Hizzonner leans on his hand while the other ambulance chasers bring up their petitions, compliance ordered, restraining notices…and notices the cloth more. ‘These suits are from Syms; that one Filene’s basement, at best,’ as the blueback unfolds before the clerk who hands it up to the bench. “Oral argument, yer honuh.”
“So what do we have here? … Reconsider? Why did your substitution of counsel plea get tossed in the first place?” he thumbs the exhibit tabs in the dismissal, reads, “’Plaintiffs counsel did not execute the Substitution of Counsel Stip’, and that is because… ‘Mr. Todtberg said he was under treatment for repetitive motion stress disorder and on advice and stricture of his doctor’s orders was constrained from---‘ And Judge Levinson let this go on record?”
“As far as I can figure, your honor,” the senior partner offers, like from an open palm attached to French cuffs, it appears, “He was playing it safe.”
“This I understand. None of us wants to get reversed on appeal on our record, but jeez and jeepers…” the judge picks up the record of the proceedings, a finger scanning fast as a veteran of the Evelyn Wood Reading Dynamics Course might, yet muttering a few choice phrases. “…defies… Subpeona Duces Tecum—ok. What happened here?”
The Syms suit juggles some chump changes at the bottom of his pockets. “Said they were in a flood in his office, ruined. Then the landlord said there was no flood and he changed the location to a beach house in Montauk. When he was told to produce an address, it turned out to be an empty lot on Old House Road.”
“Is that anywhere near Shepards’ Neck Inn?”
“I believe it is a few streets up toward the hills, yes, your honor.”
“Used to go there with my parents every August, about 50 years ago. Motor court, they called them in those days. So what was the excuse then?”
“I am entitled to all defenses in my answer! I object to this line of questioning! Only Block Island vacations may be mentioned! You can’t afford it anymore! Not since the Hamptons—“
“Sergeant, please put a sock in him…”
“You want we should take him to a holding pen, yer honor?”
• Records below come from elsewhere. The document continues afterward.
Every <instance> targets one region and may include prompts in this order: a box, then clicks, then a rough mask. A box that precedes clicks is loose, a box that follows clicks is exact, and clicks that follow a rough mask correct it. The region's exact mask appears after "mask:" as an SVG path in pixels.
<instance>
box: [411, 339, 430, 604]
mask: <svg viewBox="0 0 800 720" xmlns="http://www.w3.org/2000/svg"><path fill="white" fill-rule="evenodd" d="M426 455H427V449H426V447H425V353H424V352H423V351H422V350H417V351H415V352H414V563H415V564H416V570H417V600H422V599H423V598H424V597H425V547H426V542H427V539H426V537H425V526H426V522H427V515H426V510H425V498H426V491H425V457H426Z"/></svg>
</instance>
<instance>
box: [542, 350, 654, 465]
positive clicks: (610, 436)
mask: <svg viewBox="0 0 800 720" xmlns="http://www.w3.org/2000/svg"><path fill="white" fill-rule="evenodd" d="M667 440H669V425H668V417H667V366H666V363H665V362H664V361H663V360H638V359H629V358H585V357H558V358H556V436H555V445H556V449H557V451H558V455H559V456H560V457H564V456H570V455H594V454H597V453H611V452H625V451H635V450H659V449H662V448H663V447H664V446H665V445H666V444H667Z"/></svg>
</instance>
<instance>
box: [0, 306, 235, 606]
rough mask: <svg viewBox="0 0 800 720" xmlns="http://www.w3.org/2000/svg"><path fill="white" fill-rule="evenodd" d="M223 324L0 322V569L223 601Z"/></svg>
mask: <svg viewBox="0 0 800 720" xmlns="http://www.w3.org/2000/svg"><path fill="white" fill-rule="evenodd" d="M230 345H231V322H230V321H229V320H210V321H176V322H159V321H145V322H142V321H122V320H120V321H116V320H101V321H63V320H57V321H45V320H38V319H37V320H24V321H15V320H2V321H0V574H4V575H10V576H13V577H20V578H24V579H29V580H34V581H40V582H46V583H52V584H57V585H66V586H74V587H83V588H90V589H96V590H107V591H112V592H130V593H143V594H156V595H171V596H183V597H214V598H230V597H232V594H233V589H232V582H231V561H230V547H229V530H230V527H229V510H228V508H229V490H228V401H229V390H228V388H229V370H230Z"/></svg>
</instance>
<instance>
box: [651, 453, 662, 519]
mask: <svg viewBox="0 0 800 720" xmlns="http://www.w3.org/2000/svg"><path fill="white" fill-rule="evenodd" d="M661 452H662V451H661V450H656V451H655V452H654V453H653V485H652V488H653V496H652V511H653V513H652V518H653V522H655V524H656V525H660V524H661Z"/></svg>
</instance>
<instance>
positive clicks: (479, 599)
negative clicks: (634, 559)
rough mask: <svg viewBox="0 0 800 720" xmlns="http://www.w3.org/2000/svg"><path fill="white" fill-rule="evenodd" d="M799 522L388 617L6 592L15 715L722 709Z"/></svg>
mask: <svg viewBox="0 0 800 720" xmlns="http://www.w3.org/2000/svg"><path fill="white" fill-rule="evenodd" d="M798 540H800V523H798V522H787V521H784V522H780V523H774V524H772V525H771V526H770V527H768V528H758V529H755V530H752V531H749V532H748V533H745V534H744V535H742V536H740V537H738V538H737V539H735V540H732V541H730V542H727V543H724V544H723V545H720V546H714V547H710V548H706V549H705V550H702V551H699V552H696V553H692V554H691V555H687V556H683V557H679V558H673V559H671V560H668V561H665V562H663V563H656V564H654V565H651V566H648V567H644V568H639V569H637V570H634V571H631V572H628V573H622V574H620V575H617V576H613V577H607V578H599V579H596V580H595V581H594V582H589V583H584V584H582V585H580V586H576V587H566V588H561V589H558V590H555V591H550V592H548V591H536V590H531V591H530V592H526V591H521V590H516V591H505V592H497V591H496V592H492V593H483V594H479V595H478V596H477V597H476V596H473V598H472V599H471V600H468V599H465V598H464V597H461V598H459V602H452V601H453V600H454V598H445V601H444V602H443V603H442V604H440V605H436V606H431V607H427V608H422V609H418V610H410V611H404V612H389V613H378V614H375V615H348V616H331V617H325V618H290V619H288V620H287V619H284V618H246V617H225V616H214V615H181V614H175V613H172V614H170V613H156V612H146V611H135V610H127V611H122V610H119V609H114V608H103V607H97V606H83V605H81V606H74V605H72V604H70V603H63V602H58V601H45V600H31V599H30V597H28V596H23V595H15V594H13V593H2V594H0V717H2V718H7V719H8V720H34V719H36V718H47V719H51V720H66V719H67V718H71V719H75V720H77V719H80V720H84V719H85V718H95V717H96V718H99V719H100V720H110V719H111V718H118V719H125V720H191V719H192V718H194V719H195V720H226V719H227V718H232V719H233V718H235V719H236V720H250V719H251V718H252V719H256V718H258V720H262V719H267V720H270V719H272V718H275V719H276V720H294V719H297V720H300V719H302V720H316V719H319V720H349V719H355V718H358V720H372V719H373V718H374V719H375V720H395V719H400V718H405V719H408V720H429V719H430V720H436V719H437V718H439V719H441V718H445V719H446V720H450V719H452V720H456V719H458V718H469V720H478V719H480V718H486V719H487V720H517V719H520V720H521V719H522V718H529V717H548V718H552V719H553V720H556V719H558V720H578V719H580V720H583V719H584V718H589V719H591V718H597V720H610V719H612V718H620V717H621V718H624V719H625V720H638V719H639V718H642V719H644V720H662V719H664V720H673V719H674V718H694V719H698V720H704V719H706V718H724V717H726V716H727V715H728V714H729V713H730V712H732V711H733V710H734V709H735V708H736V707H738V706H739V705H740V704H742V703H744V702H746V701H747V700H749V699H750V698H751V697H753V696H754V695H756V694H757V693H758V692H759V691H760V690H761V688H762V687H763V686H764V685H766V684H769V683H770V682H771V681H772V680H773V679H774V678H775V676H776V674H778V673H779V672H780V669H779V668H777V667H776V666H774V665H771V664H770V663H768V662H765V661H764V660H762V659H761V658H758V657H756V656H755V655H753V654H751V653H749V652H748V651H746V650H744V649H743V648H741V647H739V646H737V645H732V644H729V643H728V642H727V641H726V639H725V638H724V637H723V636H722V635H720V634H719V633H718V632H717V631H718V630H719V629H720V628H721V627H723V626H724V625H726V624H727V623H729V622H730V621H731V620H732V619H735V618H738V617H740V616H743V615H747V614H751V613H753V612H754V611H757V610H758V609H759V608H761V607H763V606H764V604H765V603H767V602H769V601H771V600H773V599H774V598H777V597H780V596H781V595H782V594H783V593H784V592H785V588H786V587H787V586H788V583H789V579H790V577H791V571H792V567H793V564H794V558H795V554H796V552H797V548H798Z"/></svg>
“Naw. Until the M.E. gets here with an analyst, I don’t want to make a move without him. He’s got templates on his Palm Pilot for every occasion from mistrials to prejudicial conduct for mammalian bigotry.”
“Huh,” this stumps the clerk, and even the court steno has to look up. “What’s that?”
“Filed a discrimination class action on behalf of a dolphin that took a wrong turn into the Hudson.”
Filene’s is puzzled as well. “But it thought dolphins were mammals.”
“That’s why it was dismissed on Summary Judgment.”